La ALBA es uno de los temas más controversiales que se han suscitado en los últimos días en Honduras.
Si nos atenemos a lo firmado
por el Gobierno de Honduras, he de decir que me parece un documento excelente que recoge, estoy seguro, los anhelos de muchas personas en Honduras y más allá de sus fronteras que están deseosas de que se produzca un cambio que redunde en la mejora real de sus vidas.
El sistema en el que estamos viviendo la mayoría de los ciudadanos del mundo, sobretodo en lo que a la economía se refiere, ha fracasado
en dar cumplimiento a las expectativas de la mayor parte de los seres humanos que poblamos el planeta Tierra.
A este respecto, y en relación con la mencionada ALBA, estoy de acuerdo [lo que me ahorra escribir muchas líneas] con lo manifestado por los amigos Eduardo Bähr
y Billy Peña
, así como con el editorial
de La Tribuna publicado el día de hoy en orden a recoger diferentes puntos de vista sobre el tema.
Dicho lo anterior, hay que poner los pies en el suelo y habrá que esperar a los resultados de dicha asociación para ver si se confirman las expectativas de la gente. De momento no se han visto resultados tangibles para los ciudadanos de los países adheridos a la iniciativa ya que por poner el ejemplo más llamativo y que podía haber sido inmediato, los precios de las gasolinas no han experimentado un retroceso que favorezca a los agobiados consumidores y por otra parte las inversiones prometidas por el Presidente de Venezuela todavía no se han hecho realidad.
Lo que sí me preocupa de la ALBA es la dependencia casi total que creo tiene de los fondos de Venezuela, a menos que alguien me pueda sacar de mi error en este punto, ya que eso indudablemente la hace muy vulnerable en cuanto a su sostenibilidad pues no hay que olvidar dos cosas: 1) Los fondos para su financiamiento salen de una cuota que da Venezuela siempre que los precios del barril de petróleo sobrepasen los 100 dólares
y 2) ¿Continuará dicha subvención en el caso de que el Sr. Hugo Chávez deje el poder?.Y en el caso de que esto último sucediese, ¿querrían cobrarse sus sucesores lo entregado a los otros países?. Como en el ajedrez hay que tener estudiadas todas las posibilidades.
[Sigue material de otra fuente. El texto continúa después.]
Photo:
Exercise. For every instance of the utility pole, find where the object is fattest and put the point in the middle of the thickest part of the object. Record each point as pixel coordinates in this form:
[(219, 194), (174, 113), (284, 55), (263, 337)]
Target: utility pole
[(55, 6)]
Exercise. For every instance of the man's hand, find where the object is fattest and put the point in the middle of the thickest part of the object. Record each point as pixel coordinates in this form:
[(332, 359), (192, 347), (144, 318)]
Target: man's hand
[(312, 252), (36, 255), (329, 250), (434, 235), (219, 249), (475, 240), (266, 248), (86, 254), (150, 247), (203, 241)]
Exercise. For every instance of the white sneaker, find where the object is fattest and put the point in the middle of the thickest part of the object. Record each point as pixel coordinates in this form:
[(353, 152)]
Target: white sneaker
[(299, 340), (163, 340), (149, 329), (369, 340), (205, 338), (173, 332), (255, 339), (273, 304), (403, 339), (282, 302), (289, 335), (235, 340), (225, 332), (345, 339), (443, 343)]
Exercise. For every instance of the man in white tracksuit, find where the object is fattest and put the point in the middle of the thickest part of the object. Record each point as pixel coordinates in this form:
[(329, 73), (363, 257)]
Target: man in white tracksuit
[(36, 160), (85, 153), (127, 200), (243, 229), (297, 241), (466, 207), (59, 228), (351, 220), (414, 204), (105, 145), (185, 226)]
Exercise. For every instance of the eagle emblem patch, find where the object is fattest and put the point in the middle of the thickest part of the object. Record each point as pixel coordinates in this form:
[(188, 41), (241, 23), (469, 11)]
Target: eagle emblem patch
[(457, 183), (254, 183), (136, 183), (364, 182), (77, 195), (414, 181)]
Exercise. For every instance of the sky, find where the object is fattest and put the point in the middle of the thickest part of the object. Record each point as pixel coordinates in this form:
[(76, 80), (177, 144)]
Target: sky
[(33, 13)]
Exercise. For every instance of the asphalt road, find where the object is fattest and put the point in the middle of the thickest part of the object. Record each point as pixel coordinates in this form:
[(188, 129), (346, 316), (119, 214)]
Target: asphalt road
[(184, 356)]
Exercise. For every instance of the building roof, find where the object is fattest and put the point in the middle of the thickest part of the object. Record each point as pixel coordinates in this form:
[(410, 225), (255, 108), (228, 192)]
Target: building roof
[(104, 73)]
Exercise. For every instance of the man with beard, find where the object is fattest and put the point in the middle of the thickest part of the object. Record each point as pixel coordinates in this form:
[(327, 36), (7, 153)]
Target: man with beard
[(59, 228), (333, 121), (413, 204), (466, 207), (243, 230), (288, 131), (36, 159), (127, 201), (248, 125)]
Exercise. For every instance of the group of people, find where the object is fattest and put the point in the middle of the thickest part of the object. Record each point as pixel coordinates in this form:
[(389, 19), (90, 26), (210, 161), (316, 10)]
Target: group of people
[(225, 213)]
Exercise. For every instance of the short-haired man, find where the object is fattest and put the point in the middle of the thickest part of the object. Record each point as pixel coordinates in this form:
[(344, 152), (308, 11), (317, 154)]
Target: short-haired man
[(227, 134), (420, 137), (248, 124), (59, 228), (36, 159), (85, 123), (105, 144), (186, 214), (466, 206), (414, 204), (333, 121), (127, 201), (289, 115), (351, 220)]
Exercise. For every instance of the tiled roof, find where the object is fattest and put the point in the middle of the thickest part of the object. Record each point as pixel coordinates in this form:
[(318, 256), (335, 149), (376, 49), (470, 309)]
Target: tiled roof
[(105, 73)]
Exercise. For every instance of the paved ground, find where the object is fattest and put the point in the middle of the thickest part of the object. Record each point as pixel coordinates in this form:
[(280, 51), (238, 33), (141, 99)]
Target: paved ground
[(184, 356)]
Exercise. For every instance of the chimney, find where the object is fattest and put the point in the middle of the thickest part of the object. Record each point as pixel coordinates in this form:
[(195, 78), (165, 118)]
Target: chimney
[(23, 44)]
También me preocuparía que adicionalmente a lo firmado oficialmente existiesen pactos adicionales que no se hayan hecho públicos, que desgraciadamente es una práctica habitual de todos los gobiernos del mundo ya que la transparencia en la política es un mito.
En fin, el tiempo es el mejor juez y él nos descubrirá la verdad de la ALBA. Ojalá que se convierta en una venturosa realidad y no en una tomadura de pelo más a los sufridos ciudadanos, que necesitan tener esperanza en que un cambio en sus condiciones de vida es posible.